Antonio Jesus Sedano Madrid, 76, a widower since 1991, was suffering from this cancer in his right eye. He prayed intensely to Guadalupe with faith before going to bed that night and on getting up the following day he realized he was cured. The lesion had disappeared completely, leaving no trace. The Congregation’s medical experts concluded that the cure had no scientific explanation. The Theologian Consultors and, later, the Cardinals and Bishops, said it could be attributed to Guadalupe’s intercession before God.
When the plastic surgeon examined the patient, he confirmed the absolute disappearance of the cancer for unknown reasons. His first impression was one of fright, and his first question was: “Where were you operated on?” Then Antonio recounted the details of his cure and Guadalupe’s intercession. Stated in the clinical history of the date the miracle occurred is that: “The lesion disappeared after praying to the Servant of God Guadalupe Ortiz de Landazuri.”
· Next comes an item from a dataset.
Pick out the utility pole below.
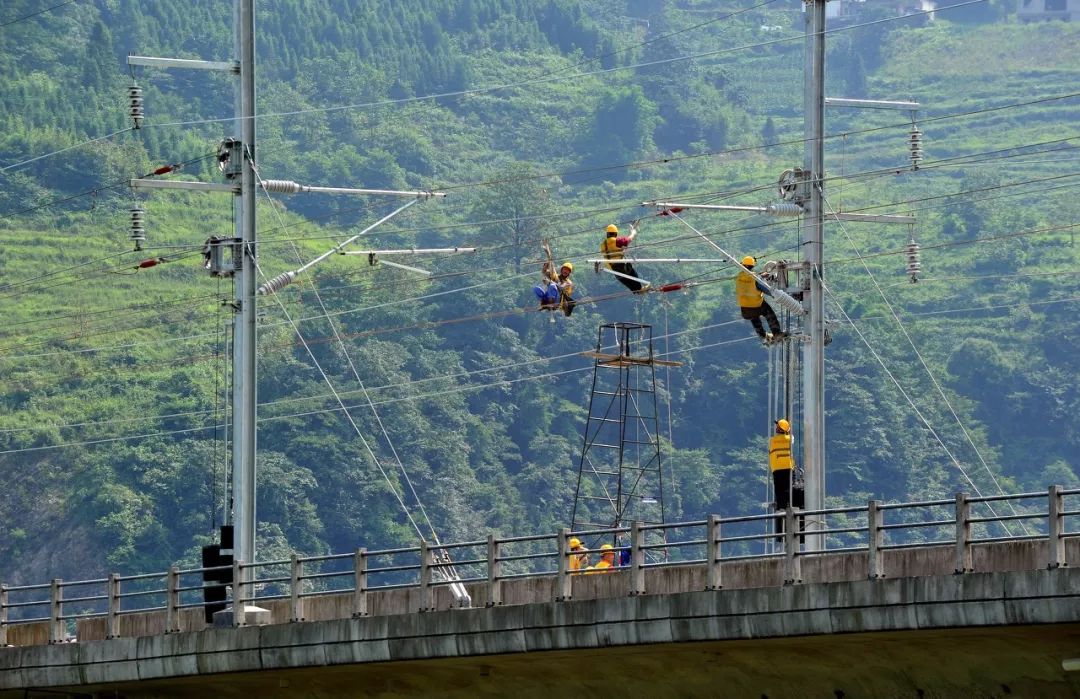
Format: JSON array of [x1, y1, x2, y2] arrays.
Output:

Father Antonio Rodriguez de Rivera, Postulator of the Cause, said that the new Blessed “embodies the Beatitudes” of which Pope Francis speaks in Gaudete et Exultate, because “her very normal life and, at the same time, full of God, is a splendid invitation to open oneself to others,” adding that “her example encourages one to shake off one’s comfort and give oneself to the service of others.
“Self-forgetfulness”
What most impressed this expert in Guadalupe’s life was her “self-forgetfulness.” “She thought constantly of the Lord and of others.” An example is what happened in Mexico in 1952. It was during a spiritual retreat for University students in a recently built house, with virtually no furniture. On the penultimate day, she gave a talk on the Christian virtues. She and the others were sitting on the floor. She felt a great pain caused by the sting of a poisonous insect, but she didn’t want to interrupt the talk until the end, so the others wouldn’t worry. No one realized what had happened. She developed a high fever and had to stay in bed for two weeks.
“She never complained. What is more, from her bed she continued her duties until another woman of the Opus Dei replaced her. Those that looked after her were witnesses: not only did she not complain or talk about her illness, but she was interested in those that came to see her and to promote the apostolic work,” recalled the priest of the Prelature.